PloS one

Ubiquitin Specific Protease 26 (USP26) expression analysis in human testicular and extragonadal tissues indicates diverse action of USP26 in cell differentiation and tumorigenesis.

PMID 24922532


Ubiquitin specific protease 26 (USP26), a deubiquitinating enzyme, is highly expressed early during murine spermatogenesis, in round spermatids, and at the blood-testis barrier. USP26 has also been recognized as a regulator of androgen receptor (AR) hormone-induced action involved in spermatogenesis and steroid production in in vitro studies. Prior mutation screening of USP26 demonstrated an association with human male infertility and low testosterone production, but protein localization and expression in the human testis has not been characterized previously.

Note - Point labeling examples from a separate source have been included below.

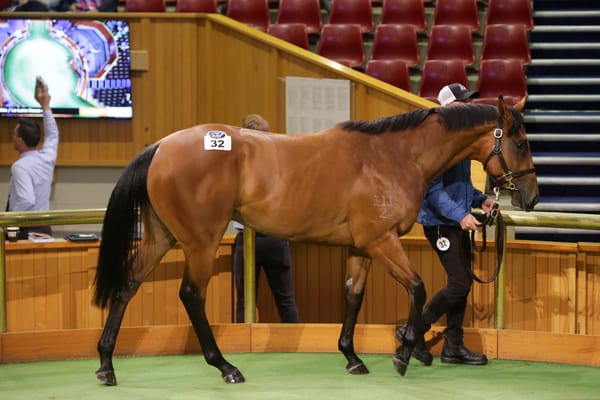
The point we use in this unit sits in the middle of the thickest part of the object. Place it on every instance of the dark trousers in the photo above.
(451, 299)
(273, 255)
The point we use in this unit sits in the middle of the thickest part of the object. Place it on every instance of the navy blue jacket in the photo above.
(450, 197)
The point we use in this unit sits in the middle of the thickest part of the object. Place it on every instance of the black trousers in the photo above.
(451, 300)
(272, 255)
(24, 231)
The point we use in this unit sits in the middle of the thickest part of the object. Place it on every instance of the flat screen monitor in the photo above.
(86, 64)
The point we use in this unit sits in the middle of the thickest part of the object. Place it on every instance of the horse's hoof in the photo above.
(234, 376)
(107, 377)
(400, 364)
(357, 369)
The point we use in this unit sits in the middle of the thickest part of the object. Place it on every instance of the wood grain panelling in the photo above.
(541, 289)
(50, 289)
(589, 290)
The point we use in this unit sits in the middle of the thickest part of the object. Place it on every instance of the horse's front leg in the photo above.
(106, 344)
(388, 252)
(357, 269)
(193, 297)
(413, 329)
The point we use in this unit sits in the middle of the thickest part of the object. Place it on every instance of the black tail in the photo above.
(121, 229)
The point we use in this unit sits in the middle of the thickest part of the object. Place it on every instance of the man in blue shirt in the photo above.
(446, 218)
(32, 174)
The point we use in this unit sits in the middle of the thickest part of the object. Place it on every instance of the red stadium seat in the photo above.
(505, 41)
(396, 42)
(307, 12)
(501, 78)
(509, 12)
(254, 13)
(451, 42)
(394, 72)
(342, 43)
(438, 73)
(411, 12)
(145, 6)
(203, 6)
(352, 12)
(294, 33)
(457, 12)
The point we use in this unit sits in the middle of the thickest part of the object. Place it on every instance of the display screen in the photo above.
(86, 64)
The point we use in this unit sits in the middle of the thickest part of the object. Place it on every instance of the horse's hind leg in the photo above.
(357, 269)
(193, 296)
(389, 253)
(146, 260)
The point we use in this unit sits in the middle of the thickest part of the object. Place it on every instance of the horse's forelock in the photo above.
(466, 116)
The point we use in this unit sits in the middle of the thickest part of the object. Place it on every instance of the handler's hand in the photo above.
(487, 206)
(470, 223)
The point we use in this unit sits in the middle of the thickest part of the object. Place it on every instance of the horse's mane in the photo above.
(454, 118)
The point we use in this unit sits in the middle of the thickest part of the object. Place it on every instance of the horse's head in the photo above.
(509, 163)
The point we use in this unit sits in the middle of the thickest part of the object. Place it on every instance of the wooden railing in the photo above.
(96, 216)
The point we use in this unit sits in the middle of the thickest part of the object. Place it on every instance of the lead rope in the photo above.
(495, 218)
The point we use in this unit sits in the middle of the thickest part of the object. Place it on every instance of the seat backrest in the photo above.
(352, 12)
(396, 42)
(505, 41)
(395, 72)
(294, 33)
(438, 73)
(203, 6)
(501, 78)
(342, 43)
(307, 12)
(410, 12)
(510, 12)
(451, 42)
(457, 12)
(254, 13)
(145, 6)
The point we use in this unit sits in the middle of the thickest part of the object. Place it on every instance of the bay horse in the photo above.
(358, 184)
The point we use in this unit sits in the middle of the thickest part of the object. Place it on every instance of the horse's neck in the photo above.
(444, 150)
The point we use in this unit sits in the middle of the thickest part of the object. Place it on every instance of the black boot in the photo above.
(419, 352)
(459, 354)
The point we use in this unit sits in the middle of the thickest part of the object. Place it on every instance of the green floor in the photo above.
(297, 376)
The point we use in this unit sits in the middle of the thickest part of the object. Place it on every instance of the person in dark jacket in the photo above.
(446, 218)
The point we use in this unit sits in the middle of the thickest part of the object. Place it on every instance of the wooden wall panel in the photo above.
(50, 289)
(541, 289)
(589, 291)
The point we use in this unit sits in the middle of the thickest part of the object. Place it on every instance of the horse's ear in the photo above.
(521, 104)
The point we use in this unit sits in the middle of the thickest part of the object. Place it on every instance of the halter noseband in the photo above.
(506, 180)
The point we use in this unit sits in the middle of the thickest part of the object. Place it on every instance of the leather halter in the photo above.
(506, 180)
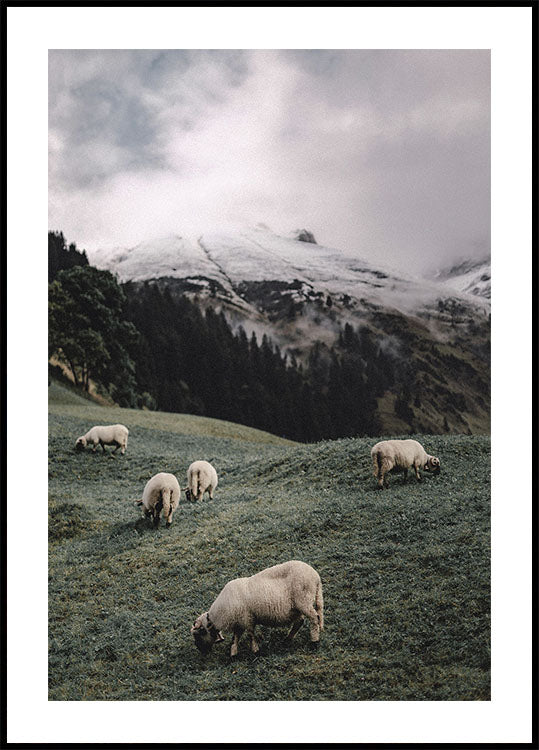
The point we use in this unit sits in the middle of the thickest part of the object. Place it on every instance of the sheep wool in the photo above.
(281, 595)
(161, 493)
(400, 455)
(201, 478)
(114, 434)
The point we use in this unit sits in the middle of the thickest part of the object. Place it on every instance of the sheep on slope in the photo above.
(401, 455)
(114, 434)
(281, 595)
(161, 493)
(201, 478)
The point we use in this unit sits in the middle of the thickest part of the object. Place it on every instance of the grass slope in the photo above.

USP26 expression analysis of mRNA and protein was completed using murine and human testis tissue and human tissue arrays. USP26 and AR mRNA levels in human testis were quantitated using multiplex qRT-PCR. Immunofluorescence colocalization studies were performed with formalin-fixed/paraffin-embedded and frozen tissues using primary and secondary antibodies to detect USP26 and AR protein expression. Human microarray dot blots were used to identify protein expression in extra-gonadal tissues. For the first time, expression of USP26 and colocalization of USP26 with androgen receptor in human testis has been confirmed predominantly in Leydig cell nuclei, with less in Leydig cell cytoplasm, spermatogonia, primary spermatocytes, round spermatids, and Sertoli cells. USP26 likely affects regulatory proteins of early spermatogenesis, including androgen receptor with additional activity in round spermatids. This X-linked gene is not testis-specific, with USP26 mRNA and protein expression identified in multiple other human organ tissues (benign and malignant) including androgen-dependent tissues such as breast (myoepithelial cells and secretory luminal cells) and thyroid tissue (follicular cells). USP26/AR expression and interaction in spermatogenesis and androgen-dependent cancer warrants additional study and may prove useful in diagnosis and management of male infertility.